A San Antonio mental health wilderness has become a beacon of counseling services for thousands of children and families, just as the pandemic struck


The Second Pandemic – Avoiding a Childhood Mental Health Crisis: As Many Children Prepare to Return to In-Person Learning Amid alarming reports from around the world indicating an escalating crisis surrounding children’s mental health , some communities are rushing to get out of the gloomy predictions. In Texas, teachers and mental health providers are strengthening support systems, investing in children’s resilience, and expanding what works as they continue to fight for the future of the COVID-19 generation. This is the second in a three-part series examining these efforts.
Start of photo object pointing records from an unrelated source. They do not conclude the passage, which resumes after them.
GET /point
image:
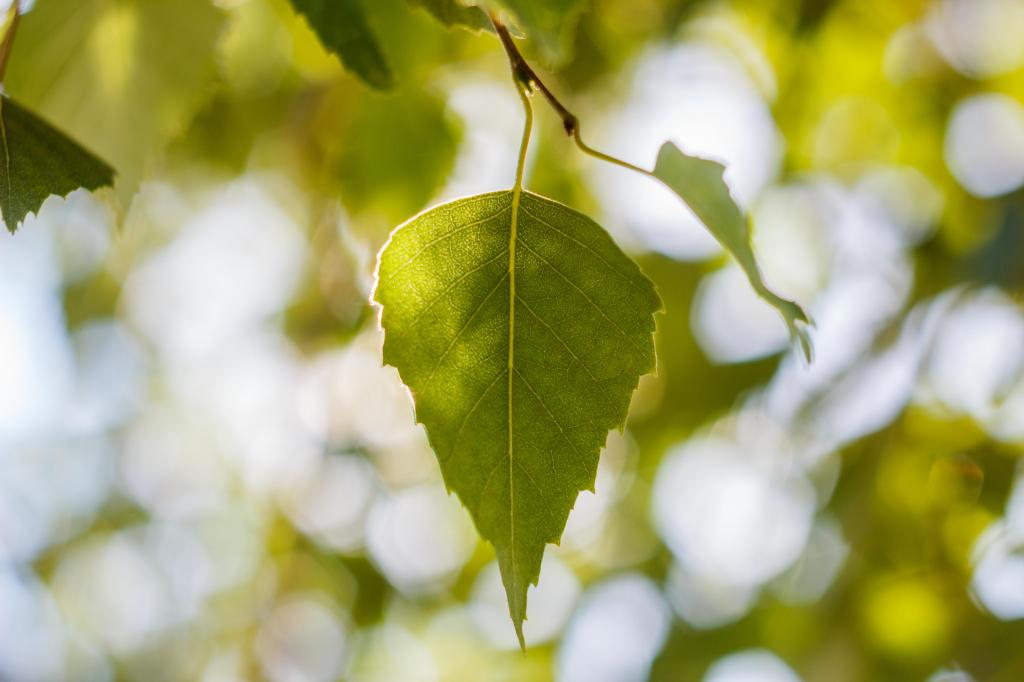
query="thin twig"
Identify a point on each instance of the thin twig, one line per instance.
(13, 15)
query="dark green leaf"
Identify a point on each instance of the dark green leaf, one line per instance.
(342, 28)
(39, 161)
(521, 331)
(700, 183)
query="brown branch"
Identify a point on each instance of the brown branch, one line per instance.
(14, 14)
(524, 75)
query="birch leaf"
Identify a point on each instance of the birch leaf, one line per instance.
(700, 184)
(521, 331)
(40, 161)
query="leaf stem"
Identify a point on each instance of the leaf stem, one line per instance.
(10, 24)
(524, 144)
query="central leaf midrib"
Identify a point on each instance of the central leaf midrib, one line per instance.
(513, 224)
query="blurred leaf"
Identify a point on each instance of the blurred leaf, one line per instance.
(396, 154)
(121, 76)
(548, 23)
(521, 339)
(342, 27)
(454, 13)
(39, 161)
(700, 184)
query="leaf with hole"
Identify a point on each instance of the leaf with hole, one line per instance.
(40, 161)
(700, 184)
(521, 331)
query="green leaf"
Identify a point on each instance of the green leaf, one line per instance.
(700, 184)
(39, 161)
(374, 167)
(454, 13)
(548, 23)
(521, 331)
(120, 76)
(342, 28)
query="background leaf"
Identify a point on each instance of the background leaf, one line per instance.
(40, 161)
(548, 24)
(122, 77)
(453, 12)
(343, 29)
(700, 184)
(517, 397)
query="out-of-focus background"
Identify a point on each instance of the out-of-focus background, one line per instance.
(206, 473)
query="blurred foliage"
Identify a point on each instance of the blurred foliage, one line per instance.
(206, 474)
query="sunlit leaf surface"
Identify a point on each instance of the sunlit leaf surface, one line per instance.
(521, 331)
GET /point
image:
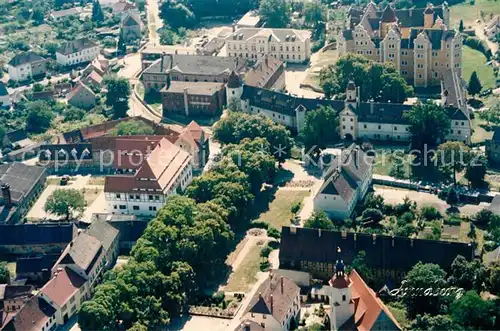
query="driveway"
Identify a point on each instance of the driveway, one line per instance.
(395, 196)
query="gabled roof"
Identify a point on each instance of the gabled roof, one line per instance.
(76, 46)
(63, 286)
(24, 58)
(274, 297)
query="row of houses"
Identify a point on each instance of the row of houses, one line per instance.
(62, 265)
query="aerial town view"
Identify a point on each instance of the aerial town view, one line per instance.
(249, 165)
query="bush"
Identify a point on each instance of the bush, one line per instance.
(273, 232)
(430, 213)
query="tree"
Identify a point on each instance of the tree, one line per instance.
(122, 45)
(97, 13)
(319, 221)
(276, 13)
(433, 323)
(4, 273)
(476, 171)
(429, 124)
(320, 128)
(472, 311)
(314, 12)
(117, 95)
(39, 116)
(424, 276)
(474, 87)
(65, 202)
(132, 128)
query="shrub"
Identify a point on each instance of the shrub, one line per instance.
(430, 213)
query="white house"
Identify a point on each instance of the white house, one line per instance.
(77, 51)
(346, 181)
(166, 170)
(25, 66)
(4, 96)
(275, 305)
(289, 45)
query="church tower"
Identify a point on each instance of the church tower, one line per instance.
(340, 295)
(234, 90)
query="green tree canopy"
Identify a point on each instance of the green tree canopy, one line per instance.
(39, 116)
(429, 124)
(65, 202)
(117, 95)
(276, 13)
(474, 87)
(131, 128)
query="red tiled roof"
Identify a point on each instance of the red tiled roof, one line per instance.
(63, 286)
(368, 305)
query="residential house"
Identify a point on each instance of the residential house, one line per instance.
(493, 28)
(275, 305)
(358, 120)
(25, 66)
(20, 185)
(13, 297)
(493, 148)
(36, 238)
(4, 96)
(289, 45)
(17, 139)
(109, 238)
(190, 68)
(77, 51)
(82, 96)
(131, 26)
(166, 170)
(193, 99)
(35, 315)
(417, 41)
(346, 182)
(386, 256)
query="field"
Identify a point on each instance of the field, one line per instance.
(278, 213)
(469, 14)
(473, 60)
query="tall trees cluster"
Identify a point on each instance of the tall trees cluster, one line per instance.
(378, 81)
(184, 248)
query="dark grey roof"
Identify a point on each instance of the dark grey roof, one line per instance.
(3, 90)
(103, 231)
(21, 177)
(81, 151)
(24, 58)
(77, 45)
(36, 233)
(36, 263)
(385, 252)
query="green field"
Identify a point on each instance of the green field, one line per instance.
(469, 14)
(473, 60)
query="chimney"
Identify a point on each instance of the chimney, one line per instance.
(7, 198)
(186, 102)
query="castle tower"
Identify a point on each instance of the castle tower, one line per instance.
(340, 295)
(429, 16)
(234, 90)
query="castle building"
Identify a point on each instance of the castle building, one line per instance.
(417, 41)
(358, 120)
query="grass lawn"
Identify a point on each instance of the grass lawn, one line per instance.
(245, 275)
(473, 60)
(278, 213)
(469, 14)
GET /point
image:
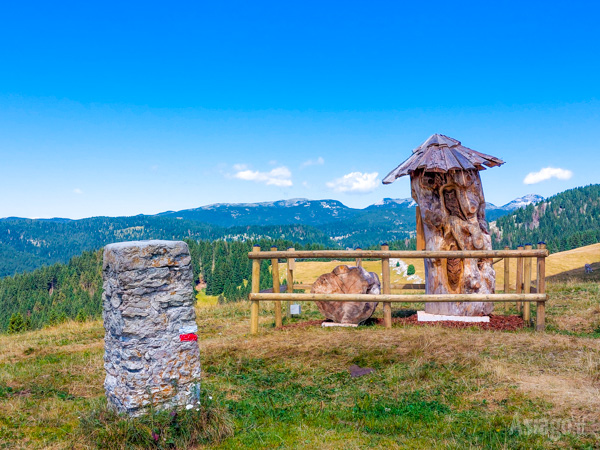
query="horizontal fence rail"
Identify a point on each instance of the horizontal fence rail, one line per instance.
(406, 254)
(399, 298)
(524, 295)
FFor years, children from Veronica Salgado’s “transition camps” have enrolled because they are eager to take the difficult step from elementary to middle school, or middle school to high school.

But this summer, after more than a year of isolation, the struggle to keep up with e-learning and little contact with friends, Salgado and his team see bigger problems than helping kids figure out how to find their lockers or make new friends.

Anxiety levels skyrocket as kids worry about their ability to keep up with schoolwork, concentrate in a room full of peers, and navigate social situations with peers they don’t have. seen face to face for over a year. The need is so great that some of the children in the camp are in non-transitional classes.

“Everything is on the bridge, for sure,” Salgado said of the camps, now connected to a mental health service center, many of which were established just months before the pandemic struck in March 2020 in what was once a sanity wasteland in southern San Antonio. Side.

Advisers say it was also just in time: the six organizations at the center were inundated with requests for services during the pandemic. Now, with the decline of the pandemic and the return to school weighing on the minds of anxious students and families, they are going full blast to avert disaster.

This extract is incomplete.